Checks whether the container needs to be restarted
Can detect deadlock states where the application is running but cannot continue processing

Additionally, there are three methods to execute probes:

HTTP Request
tcpSocket
Command Execution

HTTP Request

Typically, a GET request is made to the application’s /healthz endpoint to check for a successful response
Can simultaneously check many dependencies, not just the application server
Easy to obtain logs when there is some abnormality
CPU resources are used

tcpSocket

Attempts to open a socket to the specified container and considers it healthy if a connection can be established
Since it only checks for connection establishment, it is difficult to obtain internal information

Command Execution

Executes a specific command
- Example: cat /tmp/healthy

In the XIM provider server, we use

Readiness Probe by HTTP Request
- The role of Readiness Probe is to check if the container can accept traffic
- We should check dependencies such as the database to ensure there are no issues handling traffic
Liveness Probe by tcpSocket
- The role of Liveness Probe is to check if the container needs to restart
  - Case: server crash
- Using an HTTP Request for health checks is fine, but we adopted tcpSocket to reduce logs sent to Datadog and to save resource(CPU/Memory)
- Deadlocks rarely occur, but when they do, they can be avoided by the caller’s request timeout, so a restart is not necessary. Restarting should be avoided except when the server crashes, as it prevents responses to requests during that time.

By AWS ELB

We use ELB-HealthChecker.

The main objective is to identify healthy backend instances and maintain system availability for the proper distribution of user requests.

By Datadog

We use Datadog Synthetics API test.

The main objective is to ensure that the entire application is functioning correctly by sending requests through the ALB’s health check endpoint.

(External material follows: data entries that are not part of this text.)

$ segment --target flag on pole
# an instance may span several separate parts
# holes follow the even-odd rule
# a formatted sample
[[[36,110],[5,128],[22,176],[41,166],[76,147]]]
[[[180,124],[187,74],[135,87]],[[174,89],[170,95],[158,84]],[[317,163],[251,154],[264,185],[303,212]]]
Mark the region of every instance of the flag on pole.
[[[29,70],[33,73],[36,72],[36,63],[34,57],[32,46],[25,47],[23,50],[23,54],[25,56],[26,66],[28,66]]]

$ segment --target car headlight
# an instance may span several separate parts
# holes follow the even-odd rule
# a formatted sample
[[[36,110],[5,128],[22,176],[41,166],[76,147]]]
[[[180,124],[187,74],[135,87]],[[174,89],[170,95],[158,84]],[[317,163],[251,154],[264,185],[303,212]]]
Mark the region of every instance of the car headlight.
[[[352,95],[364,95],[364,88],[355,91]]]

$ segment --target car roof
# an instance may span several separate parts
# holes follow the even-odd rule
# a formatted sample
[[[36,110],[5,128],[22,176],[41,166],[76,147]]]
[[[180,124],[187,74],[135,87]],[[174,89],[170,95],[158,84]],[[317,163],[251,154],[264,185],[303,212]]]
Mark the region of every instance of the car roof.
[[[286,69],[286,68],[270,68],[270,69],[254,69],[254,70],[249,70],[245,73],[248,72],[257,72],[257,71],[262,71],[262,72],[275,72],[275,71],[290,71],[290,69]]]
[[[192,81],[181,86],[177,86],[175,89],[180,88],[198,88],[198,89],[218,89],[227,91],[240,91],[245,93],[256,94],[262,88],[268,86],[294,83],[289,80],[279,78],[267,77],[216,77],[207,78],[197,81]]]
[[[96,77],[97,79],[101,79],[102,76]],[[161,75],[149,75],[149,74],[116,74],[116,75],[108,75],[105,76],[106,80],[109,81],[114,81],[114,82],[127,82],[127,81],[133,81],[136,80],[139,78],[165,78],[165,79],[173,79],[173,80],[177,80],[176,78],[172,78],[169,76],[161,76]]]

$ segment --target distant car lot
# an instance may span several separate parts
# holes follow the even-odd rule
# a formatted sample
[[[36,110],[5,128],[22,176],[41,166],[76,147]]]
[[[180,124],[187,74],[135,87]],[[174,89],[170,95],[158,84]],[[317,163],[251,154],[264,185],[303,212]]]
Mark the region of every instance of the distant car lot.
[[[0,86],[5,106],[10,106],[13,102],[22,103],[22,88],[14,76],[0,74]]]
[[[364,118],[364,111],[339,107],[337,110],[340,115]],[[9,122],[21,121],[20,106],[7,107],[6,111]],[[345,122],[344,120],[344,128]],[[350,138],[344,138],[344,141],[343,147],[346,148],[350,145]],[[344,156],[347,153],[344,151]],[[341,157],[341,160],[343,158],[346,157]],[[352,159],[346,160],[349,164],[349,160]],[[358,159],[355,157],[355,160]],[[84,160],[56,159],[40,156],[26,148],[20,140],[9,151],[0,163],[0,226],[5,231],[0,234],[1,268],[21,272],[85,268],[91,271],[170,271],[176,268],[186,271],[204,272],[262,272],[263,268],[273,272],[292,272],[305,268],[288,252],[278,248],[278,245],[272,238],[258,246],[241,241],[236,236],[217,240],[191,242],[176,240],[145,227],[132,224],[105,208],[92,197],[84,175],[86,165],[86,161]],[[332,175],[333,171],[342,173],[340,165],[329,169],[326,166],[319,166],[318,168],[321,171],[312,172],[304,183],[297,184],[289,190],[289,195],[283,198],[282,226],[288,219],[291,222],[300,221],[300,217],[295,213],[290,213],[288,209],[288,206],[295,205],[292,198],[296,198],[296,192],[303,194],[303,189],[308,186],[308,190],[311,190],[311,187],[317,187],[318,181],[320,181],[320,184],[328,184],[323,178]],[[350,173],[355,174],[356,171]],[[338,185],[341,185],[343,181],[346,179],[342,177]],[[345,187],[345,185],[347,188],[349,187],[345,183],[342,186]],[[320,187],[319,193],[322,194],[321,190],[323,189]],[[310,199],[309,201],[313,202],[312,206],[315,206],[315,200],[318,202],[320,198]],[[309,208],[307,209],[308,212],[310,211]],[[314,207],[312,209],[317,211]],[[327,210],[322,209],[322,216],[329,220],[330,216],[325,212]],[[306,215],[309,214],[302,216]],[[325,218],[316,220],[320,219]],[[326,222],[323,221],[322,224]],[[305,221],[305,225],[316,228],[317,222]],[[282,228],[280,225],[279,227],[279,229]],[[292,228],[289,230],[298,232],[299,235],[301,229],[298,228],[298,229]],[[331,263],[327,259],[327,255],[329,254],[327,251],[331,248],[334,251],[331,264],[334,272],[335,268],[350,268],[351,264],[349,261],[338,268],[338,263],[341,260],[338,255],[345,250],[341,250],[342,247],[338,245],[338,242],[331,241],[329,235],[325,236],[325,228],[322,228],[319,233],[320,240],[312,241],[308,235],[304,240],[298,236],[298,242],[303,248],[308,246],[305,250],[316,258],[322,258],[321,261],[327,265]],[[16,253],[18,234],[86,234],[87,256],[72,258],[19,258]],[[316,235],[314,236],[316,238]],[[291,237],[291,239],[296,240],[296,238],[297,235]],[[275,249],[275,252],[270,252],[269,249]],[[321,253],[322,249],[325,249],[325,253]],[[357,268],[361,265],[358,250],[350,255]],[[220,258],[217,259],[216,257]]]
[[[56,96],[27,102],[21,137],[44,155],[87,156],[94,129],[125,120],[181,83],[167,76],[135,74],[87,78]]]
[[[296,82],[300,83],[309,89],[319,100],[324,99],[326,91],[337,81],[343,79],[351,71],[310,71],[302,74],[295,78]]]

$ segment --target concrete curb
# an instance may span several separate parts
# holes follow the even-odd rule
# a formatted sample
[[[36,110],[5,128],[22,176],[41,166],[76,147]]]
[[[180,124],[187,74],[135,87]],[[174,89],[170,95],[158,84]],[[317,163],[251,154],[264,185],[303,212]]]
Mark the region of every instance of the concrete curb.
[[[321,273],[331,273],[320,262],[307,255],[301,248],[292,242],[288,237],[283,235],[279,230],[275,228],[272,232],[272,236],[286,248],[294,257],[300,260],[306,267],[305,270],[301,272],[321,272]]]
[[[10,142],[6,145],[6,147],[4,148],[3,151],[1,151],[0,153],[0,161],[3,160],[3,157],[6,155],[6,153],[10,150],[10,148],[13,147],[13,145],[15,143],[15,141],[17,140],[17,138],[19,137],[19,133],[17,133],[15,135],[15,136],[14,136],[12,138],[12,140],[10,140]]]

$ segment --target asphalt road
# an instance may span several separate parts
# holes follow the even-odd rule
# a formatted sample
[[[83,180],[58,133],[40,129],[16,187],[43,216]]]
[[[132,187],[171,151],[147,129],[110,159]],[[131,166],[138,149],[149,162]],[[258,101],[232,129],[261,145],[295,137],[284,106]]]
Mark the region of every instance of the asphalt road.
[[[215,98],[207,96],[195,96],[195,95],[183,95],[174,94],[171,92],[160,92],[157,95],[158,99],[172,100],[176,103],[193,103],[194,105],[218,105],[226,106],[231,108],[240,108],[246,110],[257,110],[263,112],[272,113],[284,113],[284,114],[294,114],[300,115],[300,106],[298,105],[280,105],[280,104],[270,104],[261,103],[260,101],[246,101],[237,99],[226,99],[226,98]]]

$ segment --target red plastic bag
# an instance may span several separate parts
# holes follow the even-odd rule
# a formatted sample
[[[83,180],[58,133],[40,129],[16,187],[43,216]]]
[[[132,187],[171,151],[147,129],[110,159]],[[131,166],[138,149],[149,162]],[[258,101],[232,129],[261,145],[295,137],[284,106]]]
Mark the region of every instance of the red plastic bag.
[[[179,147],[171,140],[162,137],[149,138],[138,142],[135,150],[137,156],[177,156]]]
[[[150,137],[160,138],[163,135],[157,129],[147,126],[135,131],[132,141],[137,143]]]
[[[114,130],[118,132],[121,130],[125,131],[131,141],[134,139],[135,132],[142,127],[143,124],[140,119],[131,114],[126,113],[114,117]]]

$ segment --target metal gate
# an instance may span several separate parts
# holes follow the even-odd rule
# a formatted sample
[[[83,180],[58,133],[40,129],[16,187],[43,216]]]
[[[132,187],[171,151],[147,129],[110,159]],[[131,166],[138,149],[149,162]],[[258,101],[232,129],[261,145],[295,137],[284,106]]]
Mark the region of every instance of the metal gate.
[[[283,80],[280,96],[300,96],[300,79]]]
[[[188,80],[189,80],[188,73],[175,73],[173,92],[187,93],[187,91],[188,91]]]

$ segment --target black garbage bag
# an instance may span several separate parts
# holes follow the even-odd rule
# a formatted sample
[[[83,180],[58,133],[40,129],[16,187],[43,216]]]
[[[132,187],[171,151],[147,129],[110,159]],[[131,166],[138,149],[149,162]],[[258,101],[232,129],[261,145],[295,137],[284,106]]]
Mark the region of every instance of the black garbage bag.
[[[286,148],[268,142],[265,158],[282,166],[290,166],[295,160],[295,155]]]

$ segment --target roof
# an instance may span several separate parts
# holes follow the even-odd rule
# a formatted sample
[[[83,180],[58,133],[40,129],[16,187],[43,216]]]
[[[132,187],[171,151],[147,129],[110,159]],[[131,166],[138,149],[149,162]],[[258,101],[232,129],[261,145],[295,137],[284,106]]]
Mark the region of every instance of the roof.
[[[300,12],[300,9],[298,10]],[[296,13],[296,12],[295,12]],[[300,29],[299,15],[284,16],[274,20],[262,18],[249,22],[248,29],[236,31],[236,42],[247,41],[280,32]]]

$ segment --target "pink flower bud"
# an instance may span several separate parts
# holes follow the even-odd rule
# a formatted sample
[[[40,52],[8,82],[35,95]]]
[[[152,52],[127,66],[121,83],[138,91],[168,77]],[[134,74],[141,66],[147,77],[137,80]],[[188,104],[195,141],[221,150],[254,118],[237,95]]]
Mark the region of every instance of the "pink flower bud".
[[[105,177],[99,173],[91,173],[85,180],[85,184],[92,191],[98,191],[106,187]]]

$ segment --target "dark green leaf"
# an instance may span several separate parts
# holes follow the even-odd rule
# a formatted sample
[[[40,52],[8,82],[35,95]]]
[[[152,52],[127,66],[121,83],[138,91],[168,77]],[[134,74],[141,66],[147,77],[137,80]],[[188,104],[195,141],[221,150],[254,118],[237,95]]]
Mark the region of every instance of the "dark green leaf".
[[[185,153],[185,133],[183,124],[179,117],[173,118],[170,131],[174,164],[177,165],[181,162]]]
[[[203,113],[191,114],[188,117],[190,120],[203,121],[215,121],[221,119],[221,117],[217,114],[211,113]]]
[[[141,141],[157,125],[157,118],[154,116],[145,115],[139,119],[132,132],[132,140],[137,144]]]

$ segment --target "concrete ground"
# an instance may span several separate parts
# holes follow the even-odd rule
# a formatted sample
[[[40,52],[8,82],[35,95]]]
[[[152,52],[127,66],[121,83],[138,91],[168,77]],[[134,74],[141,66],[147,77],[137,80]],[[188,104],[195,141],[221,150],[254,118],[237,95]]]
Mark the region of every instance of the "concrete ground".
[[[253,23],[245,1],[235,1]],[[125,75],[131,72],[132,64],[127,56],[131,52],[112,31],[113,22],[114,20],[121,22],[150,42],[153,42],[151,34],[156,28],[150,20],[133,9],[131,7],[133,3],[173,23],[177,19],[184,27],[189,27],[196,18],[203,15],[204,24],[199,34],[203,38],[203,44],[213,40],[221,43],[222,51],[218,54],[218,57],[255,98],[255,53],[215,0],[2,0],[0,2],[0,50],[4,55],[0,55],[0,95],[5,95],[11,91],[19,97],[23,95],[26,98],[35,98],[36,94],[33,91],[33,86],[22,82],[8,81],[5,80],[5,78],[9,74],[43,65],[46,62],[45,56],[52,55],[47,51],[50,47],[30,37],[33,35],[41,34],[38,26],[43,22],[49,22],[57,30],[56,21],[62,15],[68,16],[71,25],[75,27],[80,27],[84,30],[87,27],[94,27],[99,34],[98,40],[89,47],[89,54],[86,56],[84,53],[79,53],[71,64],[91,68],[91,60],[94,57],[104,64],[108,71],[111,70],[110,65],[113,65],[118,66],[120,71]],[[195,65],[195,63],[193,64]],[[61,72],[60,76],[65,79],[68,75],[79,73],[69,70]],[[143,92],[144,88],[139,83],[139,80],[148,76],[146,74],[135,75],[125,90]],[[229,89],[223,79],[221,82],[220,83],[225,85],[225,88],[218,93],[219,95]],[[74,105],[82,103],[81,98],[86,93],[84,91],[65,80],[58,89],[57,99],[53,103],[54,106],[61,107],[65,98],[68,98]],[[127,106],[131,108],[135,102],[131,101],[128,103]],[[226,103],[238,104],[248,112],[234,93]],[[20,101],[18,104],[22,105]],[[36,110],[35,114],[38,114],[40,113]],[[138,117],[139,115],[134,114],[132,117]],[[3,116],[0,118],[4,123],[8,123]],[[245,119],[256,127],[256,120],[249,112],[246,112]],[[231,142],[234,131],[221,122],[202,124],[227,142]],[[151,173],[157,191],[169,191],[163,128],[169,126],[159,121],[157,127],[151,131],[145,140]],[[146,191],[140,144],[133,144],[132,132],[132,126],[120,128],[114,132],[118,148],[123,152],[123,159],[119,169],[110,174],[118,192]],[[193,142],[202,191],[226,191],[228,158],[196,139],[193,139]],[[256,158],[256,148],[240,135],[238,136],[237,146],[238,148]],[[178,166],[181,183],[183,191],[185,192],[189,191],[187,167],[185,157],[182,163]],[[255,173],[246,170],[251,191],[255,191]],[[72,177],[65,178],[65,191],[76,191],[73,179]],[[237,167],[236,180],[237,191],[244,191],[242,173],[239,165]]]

Summary(Architecture figure)

How to reduce health check logs in Datadog

This time, we focused on the health checks performed by Kubernetes probes, which we wanted to minimize the most.

How does Datadog catch logs?

The answer is provided by the Datadog Agent.

(ref: https://moneyforward.kibe.la/notes/292494)

So we realized that it is important not to write to standard output when a health check is successful.

Our option were:

Customize Logger middleware
Add exclusion filters in Datadog

We chose the second option because we don’t require precise control over the logs, and we prefer to avoid making changes to the product code as much as possible.

Customize Logger middleware

In middleware.Logger()

Getting the Buffer:
- buf := config.pool.Get().(*bytes.Buffer)
- Here, a buffer is obtained from config.pool.
Writing the Buffer’s Content to Output:
- _, err = c.Logger().Output().Write(buf.Bytes())
- This line writes the contents of the buffer to the output of c.Logger().

We should create a custom middleware that skips this Logger middleware when the health check is successful.

We can skip logging into Datadog because the Datadog agent catches the logs from kubernetes’ stdout.

Add exclusion filters in Datadog

There is another option, which is to add settings in Datadog.

In Datadog’s pricing model, storage costs are incurred based on the amount of log data included in the index. By using Exclusion Filters to exclude specific logs from the index, unnecessary logs are not included in the index, thereby reducing storage costs.

If we want to show the logs again, we can delete the filters.

We wanted to reduce successful health check logs, so we added status:info query.

We’ve successfully slashed the number of health check success logs! Mission accomplished!